From: Geert Uytterhoeven
Date: Mon Oct 17 2016 - 08:28:12 EST


Hi Shimoda-san,

On Mon, Oct 17, 2016 at 9:10 AM, Yoshihiro Shimoda
<yoshihiro.shimoda.uh@xxxxxxxxxxx> wrote:
> This patch adds sysfs "otg_inputs" for usb role swap. This parameter
> is write-only and if you use them as the following, you can swap
> the usb role.

Thank you for your patch!

> For example:
> 1) connect a usb cable using 2 salvator-x boards
> 2) On A-device (as host), you input the following command:
> # echo a_bus_req/ > /sys/devices/platform/soc/ee080200.usb-phy/otg_inputs
> 3) On B-device (as peripheral), you input the following command:
> # echo b_bus_req > /sys/devices/platform/soc/ee080200.usb-phy/otg_inputs

At first, I thought the trailing "/" was a typo...

> --- /dev/null
> +++ b/Documentation/ABI/testing/sysfs-platform-phy-rcar-gen3-usb2
> @@ -0,0 +1,11 @@
> +What: /sys/devices/platform/<phy-name>/otg-inputs
> +Date: October 2016
> +KernelVersion: 4.10
> +Contact: Yoshihiro Shimoda <yoshihiro.shimoda.uh@xxxxxxxxxxx>
> +Description:
> + This write-only file changes the phy mode for role swap of usb.
> + This file accepts the following strings:
> + "a_bus_req/" - switching from A-Host to A-Peripheral
> + "a_bus_drop" - switching from A-Peripheral to A-Host
> + "b_bus_req" - switching from B-Peripheral to B-Host
> + "b_bus_req/" - switching from B-Host to B-Peripheral

... until I read the above.

What's the rationale of doing it like this? I.e.
1. Why differentiate by trailing "/"?
2. Why the asymmetry ("a_bus_drop" vs. "a_bus_req")?

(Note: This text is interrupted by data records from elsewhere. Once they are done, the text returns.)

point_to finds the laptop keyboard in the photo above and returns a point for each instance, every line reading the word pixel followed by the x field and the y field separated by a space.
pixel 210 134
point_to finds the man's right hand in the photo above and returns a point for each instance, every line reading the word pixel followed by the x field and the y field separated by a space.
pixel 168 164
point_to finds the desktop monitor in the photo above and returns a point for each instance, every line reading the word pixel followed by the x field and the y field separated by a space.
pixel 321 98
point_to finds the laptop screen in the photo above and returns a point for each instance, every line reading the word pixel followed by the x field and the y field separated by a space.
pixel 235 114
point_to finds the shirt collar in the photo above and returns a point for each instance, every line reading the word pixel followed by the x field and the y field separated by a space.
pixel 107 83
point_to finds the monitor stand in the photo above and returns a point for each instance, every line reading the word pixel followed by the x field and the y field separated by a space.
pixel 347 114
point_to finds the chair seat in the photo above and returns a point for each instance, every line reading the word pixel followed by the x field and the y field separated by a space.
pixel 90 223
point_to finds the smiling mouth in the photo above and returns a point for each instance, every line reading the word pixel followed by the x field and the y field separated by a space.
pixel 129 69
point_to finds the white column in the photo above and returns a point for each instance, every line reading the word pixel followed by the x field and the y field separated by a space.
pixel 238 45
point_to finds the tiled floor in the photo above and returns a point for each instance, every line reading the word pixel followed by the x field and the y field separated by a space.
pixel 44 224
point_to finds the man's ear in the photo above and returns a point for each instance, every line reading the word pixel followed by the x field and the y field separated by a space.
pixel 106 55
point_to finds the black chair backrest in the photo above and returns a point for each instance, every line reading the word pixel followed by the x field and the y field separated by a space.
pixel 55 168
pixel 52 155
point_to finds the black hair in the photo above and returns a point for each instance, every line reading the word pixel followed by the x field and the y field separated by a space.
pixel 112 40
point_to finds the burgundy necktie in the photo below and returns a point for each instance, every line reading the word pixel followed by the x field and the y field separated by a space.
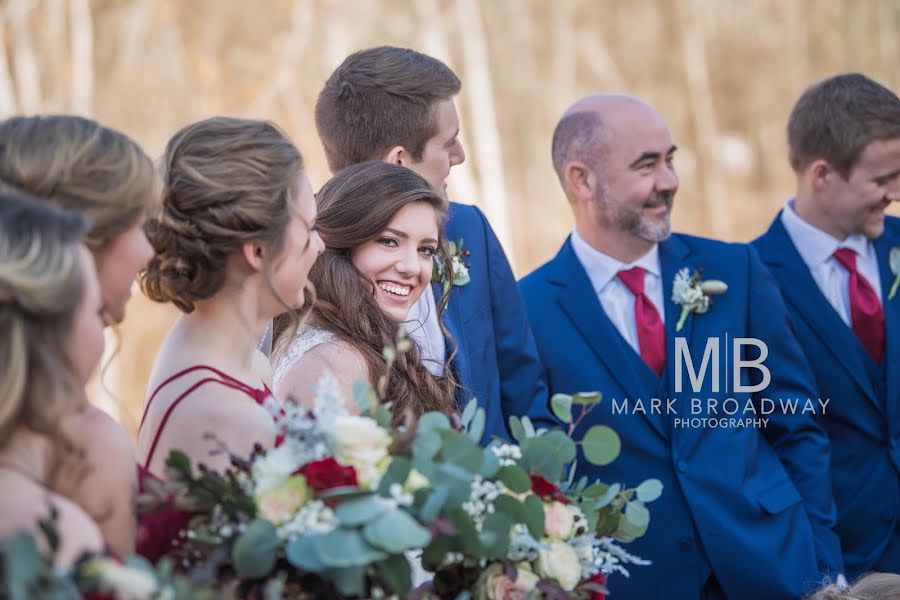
pixel 866 313
pixel 651 333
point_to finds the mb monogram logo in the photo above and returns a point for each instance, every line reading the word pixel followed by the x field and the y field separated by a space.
pixel 715 351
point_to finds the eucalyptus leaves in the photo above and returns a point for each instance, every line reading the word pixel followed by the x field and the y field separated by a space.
pixel 693 294
pixel 894 261
pixel 460 269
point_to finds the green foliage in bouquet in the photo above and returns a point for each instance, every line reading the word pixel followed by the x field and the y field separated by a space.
pixel 519 506
pixel 28 572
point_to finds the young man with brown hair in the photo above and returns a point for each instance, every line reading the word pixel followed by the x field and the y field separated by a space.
pixel 397 105
pixel 835 255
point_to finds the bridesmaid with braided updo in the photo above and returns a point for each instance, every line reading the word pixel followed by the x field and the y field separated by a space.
pixel 233 246
pixel 52 340
pixel 83 166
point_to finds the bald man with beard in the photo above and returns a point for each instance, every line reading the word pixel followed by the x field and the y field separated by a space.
pixel 747 510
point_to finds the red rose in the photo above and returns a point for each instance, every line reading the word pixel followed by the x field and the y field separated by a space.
pixel 546 490
pixel 327 473
pixel 598 579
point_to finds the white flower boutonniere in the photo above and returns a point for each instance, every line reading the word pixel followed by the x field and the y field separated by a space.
pixel 460 269
pixel 693 294
pixel 894 261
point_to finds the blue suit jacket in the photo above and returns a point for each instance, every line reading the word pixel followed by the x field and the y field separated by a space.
pixel 752 505
pixel 863 420
pixel 496 360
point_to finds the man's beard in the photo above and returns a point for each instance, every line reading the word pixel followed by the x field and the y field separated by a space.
pixel 631 219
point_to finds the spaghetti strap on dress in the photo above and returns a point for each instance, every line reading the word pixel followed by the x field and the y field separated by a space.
pixel 159 530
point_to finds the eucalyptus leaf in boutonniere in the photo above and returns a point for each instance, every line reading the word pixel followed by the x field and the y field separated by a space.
pixel 693 294
pixel 460 269
pixel 894 261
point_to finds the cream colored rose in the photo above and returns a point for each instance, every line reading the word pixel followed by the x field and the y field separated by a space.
pixel 362 444
pixel 124 582
pixel 560 562
pixel 415 481
pixel 558 520
pixel 495 585
pixel 280 503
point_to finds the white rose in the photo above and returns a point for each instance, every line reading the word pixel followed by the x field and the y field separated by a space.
pixel 415 481
pixel 126 583
pixel 362 444
pixel 559 561
pixel 558 520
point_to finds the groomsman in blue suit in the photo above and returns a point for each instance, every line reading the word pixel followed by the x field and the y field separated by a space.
pixel 830 250
pixel 397 105
pixel 747 511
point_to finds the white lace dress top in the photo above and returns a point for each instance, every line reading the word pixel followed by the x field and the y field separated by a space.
pixel 288 352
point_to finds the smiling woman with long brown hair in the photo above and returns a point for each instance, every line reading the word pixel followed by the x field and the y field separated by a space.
pixel 52 341
pixel 81 165
pixel 382 227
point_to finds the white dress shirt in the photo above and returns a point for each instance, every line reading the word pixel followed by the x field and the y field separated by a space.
pixel 423 328
pixel 817 250
pixel 615 298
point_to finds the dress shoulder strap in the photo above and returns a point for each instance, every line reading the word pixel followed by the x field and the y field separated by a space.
pixel 219 377
pixel 289 354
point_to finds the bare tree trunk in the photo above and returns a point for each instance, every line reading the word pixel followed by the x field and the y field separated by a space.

I do not really follow USB development, so I please accepty my apologies if
I missed the discussion and valid arguments that lead to this.

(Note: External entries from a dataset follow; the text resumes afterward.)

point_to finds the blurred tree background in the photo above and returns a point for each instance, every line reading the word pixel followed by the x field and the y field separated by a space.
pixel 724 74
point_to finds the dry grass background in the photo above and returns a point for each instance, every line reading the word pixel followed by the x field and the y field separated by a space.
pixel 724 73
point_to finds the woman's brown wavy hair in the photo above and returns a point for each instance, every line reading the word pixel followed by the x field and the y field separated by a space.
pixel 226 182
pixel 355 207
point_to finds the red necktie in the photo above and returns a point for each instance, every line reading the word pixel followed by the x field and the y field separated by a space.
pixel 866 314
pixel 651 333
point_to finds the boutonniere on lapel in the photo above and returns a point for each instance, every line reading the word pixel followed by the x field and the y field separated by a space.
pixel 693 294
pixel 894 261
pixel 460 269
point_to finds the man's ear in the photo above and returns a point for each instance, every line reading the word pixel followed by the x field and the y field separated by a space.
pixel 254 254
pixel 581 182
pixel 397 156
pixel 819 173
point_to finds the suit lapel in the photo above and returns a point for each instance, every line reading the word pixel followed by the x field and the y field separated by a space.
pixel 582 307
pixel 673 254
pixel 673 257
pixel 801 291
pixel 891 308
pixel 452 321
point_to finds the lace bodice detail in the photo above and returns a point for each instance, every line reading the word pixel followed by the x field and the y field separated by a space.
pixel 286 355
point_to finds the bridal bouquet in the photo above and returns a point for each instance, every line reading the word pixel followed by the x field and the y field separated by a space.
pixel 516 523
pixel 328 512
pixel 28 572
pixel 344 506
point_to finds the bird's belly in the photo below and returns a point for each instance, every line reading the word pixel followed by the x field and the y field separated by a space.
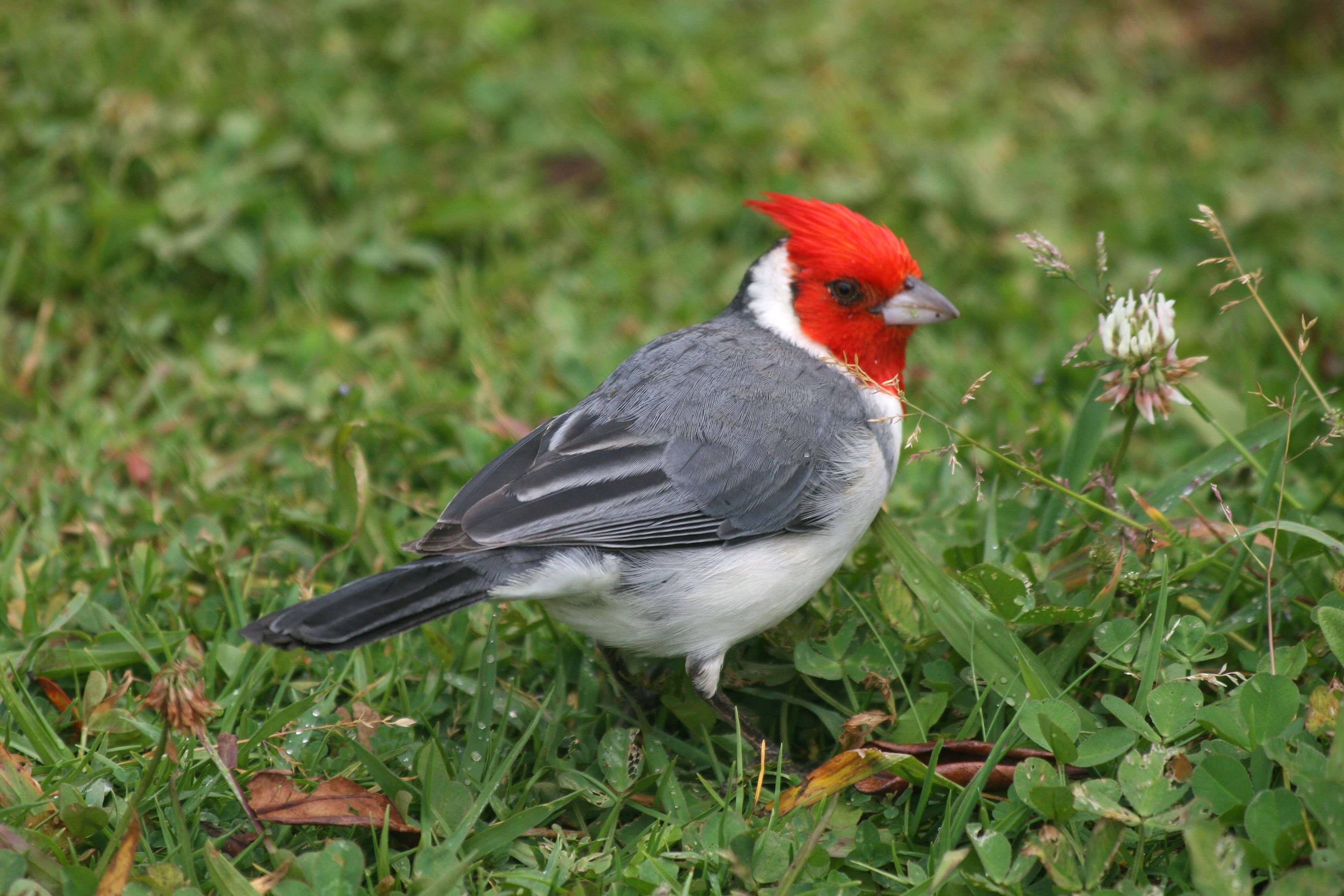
pixel 702 601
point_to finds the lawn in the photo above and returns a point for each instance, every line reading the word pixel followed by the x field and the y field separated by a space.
pixel 277 278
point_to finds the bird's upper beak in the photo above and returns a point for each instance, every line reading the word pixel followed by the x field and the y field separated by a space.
pixel 918 303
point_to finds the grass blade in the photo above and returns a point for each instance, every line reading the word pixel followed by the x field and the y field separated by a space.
pixel 979 636
pixel 1216 461
pixel 1080 453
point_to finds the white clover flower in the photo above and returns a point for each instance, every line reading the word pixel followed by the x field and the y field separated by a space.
pixel 1141 335
pixel 1138 331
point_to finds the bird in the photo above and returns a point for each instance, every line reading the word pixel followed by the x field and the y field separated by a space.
pixel 705 491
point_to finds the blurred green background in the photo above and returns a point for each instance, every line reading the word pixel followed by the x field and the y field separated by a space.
pixel 466 216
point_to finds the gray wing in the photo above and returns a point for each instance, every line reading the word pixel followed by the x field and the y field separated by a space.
pixel 710 436
pixel 603 484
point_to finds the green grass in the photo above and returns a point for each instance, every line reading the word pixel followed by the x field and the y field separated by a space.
pixel 230 232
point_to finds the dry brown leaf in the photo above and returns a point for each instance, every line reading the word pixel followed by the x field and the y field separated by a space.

I did find Documentation/ABI/testing/sysfs-platform-chipidea-usb-otg,
which uses similar naming, but a slightly different mechanism (multiple
sysfs virtual files with 0/1 states).

Thanks!

Gr{oetje,eeting}s,

Geert

--
Geert Uytterhoeven -- There's lots of Linux beyond ia32 -- geert@xxxxxxxxxxxxxx

In personal conversations with technical people, I call myself a hacker. But
when I'm talking to journalists I just say "programmer" or something like that.